Para evitar internação de menores, Justiça reúne vítima com infrator
O Tribunal de Justiça de São Paulo passou a adotar no final deste ano o método conhecido como justiça restaurativa para resolver conflitos envolvendo adolescentes infratores na capital paulista.
Nesse modelo, agressor e vítima são colocados frente a frente, numa roda, para que o primeiro entenda os traumas e as consequências do seu ato de violência. Depois, as partes tentam entrar em acordo para que o adolescente repare sua infração.
Um dos objetivos é reduzir o número de medidas socioeducativas aplicadas a jovens envolvidos em casos de agressão, bullying e furtos.
Eduardo Anizelli/Folhapress | ||
Ana Cristina Gagliardo, 43, de Tatuí (SP), acolheu um menor de idade que assaltou sua casa |
Apenas nos cinco primeiros meses deste ano, a Polícia Militar realizou, em média, uma apreensão em flagrante a cada três horas na capital. Nesse período, foram 1.333 casos, ou pouco mais de 10% do total registrado na cidade.
Normalmente, quem comete infrações mais graves, como nos casos de roubo, é alvo de outras ações, como internação na Fundação Casa.
A justiça restaurativa subverte a lógica da punição como forma de combate à violência. Para juízes e promotores da área, encarceramento nem sempre funciona, pois a pena é vista como uma "dívida" a ser paga, e não há reflexão sobre as transgressões
"A pessoa é presa e não vê sua responsabilidade. Diz 'vou pagar minha pena e sair zerado'", afirma o juiz Egberto Penido.

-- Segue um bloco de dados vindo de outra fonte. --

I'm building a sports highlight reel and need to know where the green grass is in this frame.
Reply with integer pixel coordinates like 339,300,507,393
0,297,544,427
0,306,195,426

Na 1ª Vara da Infância e Juventude, no Brás (centro), onde atua, ele faz 20 audiências por dia. "O sistema punitivo não tem sido eficaz. Basta ver os altos índices de reincidência em nossos presídios."
A justiça restaurativa começou a ser aplicada em 2006, em cidades do Estado de São Paulo, do Rio Grande do Sul e do Distrito Federal.

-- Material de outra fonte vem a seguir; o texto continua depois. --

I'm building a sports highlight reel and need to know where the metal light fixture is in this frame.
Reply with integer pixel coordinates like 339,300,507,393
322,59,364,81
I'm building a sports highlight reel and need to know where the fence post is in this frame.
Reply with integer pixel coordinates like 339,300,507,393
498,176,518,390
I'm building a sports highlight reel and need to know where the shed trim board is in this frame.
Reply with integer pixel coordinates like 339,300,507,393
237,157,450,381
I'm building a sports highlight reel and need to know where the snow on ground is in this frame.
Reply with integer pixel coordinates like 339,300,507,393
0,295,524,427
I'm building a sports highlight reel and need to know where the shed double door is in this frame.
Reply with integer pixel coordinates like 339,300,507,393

Na capital paulista, iniciou com casos de menor gravidade da Brasilândia, na zona norte. Policiais e professores de nove escolas foram treinados com conceitos do modelo ao longo deste ano.
Agora, o tribunal e o Ministério Público de SP esperam expandi-lo para outros locais e aumentar o alcance das infrações -poderia ser aplicado em roubos, normalmente em casos sem reincidência.
CONSCIÊNCIA
O procedimento da justiça restaurativa começa com uma consulta à vítima do crime. Técnicos do TJ perguntam se ela aceita participar de um "círculo restaurativo". A reunião é uma espécie de autoanálise com participação do infrator, vítima, parentes e membros da comunidade. O juiz não comparece.
Nesse encontro, a vítima conta os prejuízos e traumas causados pela ação. Por sua vez, o infrator tenta explicar suas motivações -seus parentes contam um pouco da história de vida da família.
Depois dessa fase, chega-se a um acordo de reparação. Um jovem acusado de furto pode, por exemplo, ter de devolver o valor subtraído, participar de projetos sociais ou fazer uma campanha de conscientização na escola.
"Tomar consciência dos seus erros e dos danos que causou ao outro é um processo doloroso", diz Marcelo Salmaso, juiz em Tatuí (a 141 km de São Paulo). "Há pessoas que desistem e pedem para serem julgadas normalmente."
Tatuí, utiliza o modelo desde 2013. Ana Cristina Galhardo, 43, moradora da cidade, adotou o adolescente Pedro após um processo de justiça restaurativa. Ele assaltou a casa dela com uma arma de brinquedo, roubou um celular e, após ser detido pela polícia, pediu perdão e ambos fizeram um acordo.
O método usa o conceito de corresponsabilidade, ou seja, não só o infrator é o "culpado" por uma transgressão, mas toda a sociedade.
"Se um adolescente faz bullying, ele é o único culpado? Será que ele mesmo já não foi vítima?", afirma o juiz.
Tatiana Callé, promotora da infância em SP, tem esperança de que o sistema reduza a criminalidade. "Muitas vezes, o adolescente vai deixar de praticar infrações mais porque tomou consciência do mal que causou do que pelo medo da punição", diz.